# Preliminary Quantitative Assessment of Viral Diversity Using Ecological Indices and Taxonomic Comparison of Viromes in Oligotrophic and Enriched Aquatic Environments of a Desert Oasis



---
---

## 1.Introduction
Viruses are fundamental components of microbial ecosystems, playing key roles in host-virus interactions, horizontal gene transfer, and biogeochemical cycles. Studying viral diversity across contrasting environments provides crucial insights into microbial dynamics and the impacts of environmental disturbances.

This project focuses on the Cuatro Ciénegas Basin, a unique oligotrophic desert oasis in northern Mexico, renowned for its endemic microbial biodiversity. Within the framework of a 32-day mesocosm experiment, two water samples were collected: JC1A (control pond, non-fertilized) and JP4D (fertilized pond, nutrient-enriched).

The primary research question addressed is: How does nutrient enrichment affect the taxonomic composition and diversity of viral communities in these aquatic ecosystems?

To answer this, we will first perform a detailed taxonomic comparison of the viromes using Kraken2 classification to identify qualitative differences in viral composition. Subsequently, a quantitative analysis employing established ecological diversity indices such as Shannon and Simpson, as well as dissimilarity measures like Bray-Curtis distance, will assess the complexity, heterogeneity, and compositional differences between viral communities.

This integrated approach aims to deepen our understanding of nutrient enrichment effects on aquatic virome structure and diversity, thereby contributing valuable insights into microbial responses to environmental perturbations in fragile ecosystems. The findings are expected to inform broader ecological and epidemiological perspectives relevant to the management of vulnerable microbial habitats.

---

## 2.Methodology
This study employs an integrated viral metagenomics approach to assess the impact of nutrient enrichment on the diversity and taxonomic composition of aquatic viromes in the oligotrophic Cuatro Ciénegas Basin.

1. Data Processing and Quality Control
Raw sequence data generated by high-throughput sequencing are subjected to stringent quality control using FastQC to detect and remove sequencing artifacts, technical biases, and low-quality reads, thereby ensuring the integrity of the analytical dataset.

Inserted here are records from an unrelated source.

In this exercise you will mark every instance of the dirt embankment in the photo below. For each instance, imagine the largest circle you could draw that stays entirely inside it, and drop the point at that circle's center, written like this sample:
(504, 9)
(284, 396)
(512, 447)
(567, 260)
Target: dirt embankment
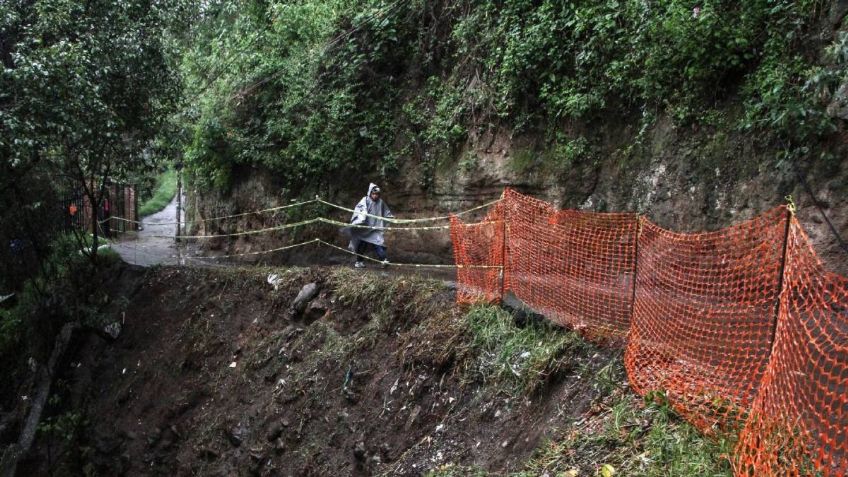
(217, 373)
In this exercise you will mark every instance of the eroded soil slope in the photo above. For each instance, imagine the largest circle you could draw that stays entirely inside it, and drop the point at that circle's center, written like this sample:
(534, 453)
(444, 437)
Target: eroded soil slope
(217, 373)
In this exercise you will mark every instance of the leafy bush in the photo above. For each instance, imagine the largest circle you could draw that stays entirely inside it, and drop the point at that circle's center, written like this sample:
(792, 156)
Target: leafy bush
(333, 88)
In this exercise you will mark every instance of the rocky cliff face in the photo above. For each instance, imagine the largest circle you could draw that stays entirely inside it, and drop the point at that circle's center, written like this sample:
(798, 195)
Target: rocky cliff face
(685, 179)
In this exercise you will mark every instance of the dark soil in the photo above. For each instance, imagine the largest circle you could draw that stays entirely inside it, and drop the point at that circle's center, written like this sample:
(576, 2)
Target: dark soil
(213, 374)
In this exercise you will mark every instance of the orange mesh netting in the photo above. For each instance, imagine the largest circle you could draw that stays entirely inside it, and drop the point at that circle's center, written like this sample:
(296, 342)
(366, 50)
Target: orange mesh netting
(478, 253)
(576, 267)
(704, 316)
(799, 421)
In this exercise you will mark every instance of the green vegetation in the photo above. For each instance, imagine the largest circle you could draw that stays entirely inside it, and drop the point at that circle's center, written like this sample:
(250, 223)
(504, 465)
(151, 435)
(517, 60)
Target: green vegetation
(635, 438)
(163, 192)
(325, 88)
(518, 358)
(65, 289)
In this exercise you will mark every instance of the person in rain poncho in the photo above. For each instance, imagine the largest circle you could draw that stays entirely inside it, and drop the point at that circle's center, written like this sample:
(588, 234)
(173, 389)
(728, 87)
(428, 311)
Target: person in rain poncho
(368, 212)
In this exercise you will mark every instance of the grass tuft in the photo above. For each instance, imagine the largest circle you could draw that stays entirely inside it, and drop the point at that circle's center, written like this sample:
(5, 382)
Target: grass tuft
(521, 358)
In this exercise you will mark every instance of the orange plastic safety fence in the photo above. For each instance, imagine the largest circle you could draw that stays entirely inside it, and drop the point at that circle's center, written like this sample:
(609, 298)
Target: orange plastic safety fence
(741, 328)
(799, 421)
(704, 316)
(576, 267)
(478, 252)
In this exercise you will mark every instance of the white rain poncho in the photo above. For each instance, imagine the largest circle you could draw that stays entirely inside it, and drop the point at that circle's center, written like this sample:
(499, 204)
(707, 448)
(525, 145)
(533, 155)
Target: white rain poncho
(376, 208)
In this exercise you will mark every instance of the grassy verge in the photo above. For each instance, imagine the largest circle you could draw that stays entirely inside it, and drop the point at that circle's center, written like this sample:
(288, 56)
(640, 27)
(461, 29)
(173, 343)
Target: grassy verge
(166, 187)
(518, 358)
(630, 436)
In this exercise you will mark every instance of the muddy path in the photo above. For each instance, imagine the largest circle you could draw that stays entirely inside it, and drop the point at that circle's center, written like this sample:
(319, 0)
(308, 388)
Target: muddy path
(151, 245)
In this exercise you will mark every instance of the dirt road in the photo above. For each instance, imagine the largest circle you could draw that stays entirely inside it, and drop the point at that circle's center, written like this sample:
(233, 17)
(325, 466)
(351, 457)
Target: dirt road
(148, 246)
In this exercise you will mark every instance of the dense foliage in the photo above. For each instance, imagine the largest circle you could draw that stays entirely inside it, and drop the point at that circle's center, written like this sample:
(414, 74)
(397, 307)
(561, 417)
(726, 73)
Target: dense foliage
(86, 93)
(321, 88)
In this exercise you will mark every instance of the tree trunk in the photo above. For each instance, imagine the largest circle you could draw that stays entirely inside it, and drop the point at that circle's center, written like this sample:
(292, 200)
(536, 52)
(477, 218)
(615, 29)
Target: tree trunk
(11, 455)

2. Taxonomic Classification with Optimized Kraken2
A precise taxonomic classification is performed using Kraken2, leveraging a carefully curated viral database designed to maximize accuracy while minimizing memory consumption, tailored to the limited computational resources available (8 GB RAM). This step assigns each read to a specific viral taxon, producing comprehensive and reliable taxonomic profiles for each sample.

3. Comparative Analysis of Viral Composition
Taxonomic profiles are rigorously compared between control (JC1A) and nutrient-enriched (JP4D) conditions. Qualitative variations in viral community structure are explored through statistical analyses and graphical visualizations, highlighting microbial responses to environmental perturbations.

4. Quantification of Ecological Diversity
Alpha diversity of viral communities is assessed using robust ecological indices, including the Shannon index (measuring species richness and evenness) and the Simpson index (quantifying dominance and the likelihood that two randomly selected individuals belong to the same species). Additionally, Bray-Curtis dissimilarity is calculated to quantify compositional differences between the two environments, enabling nuanced interpretation of virome heterogeneity.

5. Technical Considerations and Reproducibility
Methodological choices account for technical constraints related to memory capacity, ensuring a reproducible, rigorous, and scientifically valid analysis. Results are interpreted cautiously, acknowledging potential limitations due to the reduced database size and the oligotrophic nature of the studied environment.

---

## 3. Results and Interpretation
#### **3.1 Taxonomic Composition of Viral Communities**
The comparative analysis of Kraken2 classifications revealed marked differences in viral taxon composition between the control sample (JC1A) and the nutrient-enriched sample (JP4D).
In JP4D, Sinsheimervirus phiX174 overwhelmingly dominated the community (exceeding 50% relative abundance), while in JC1A, BeAn 58058 virus was the most abundant taxon (nearly 40%).
Other taxa, such as Influenza B virus (B/Lee/1940), Enterobacteria phage P7, and Erwinia phage vB_EamM_Asesino, were also detected but in different proportions depending on the treatment.
These differences suggest that nutrient enrichment reshaped the viral assemblage, promoting the proliferation of specific dominant viruses in the enriched environment.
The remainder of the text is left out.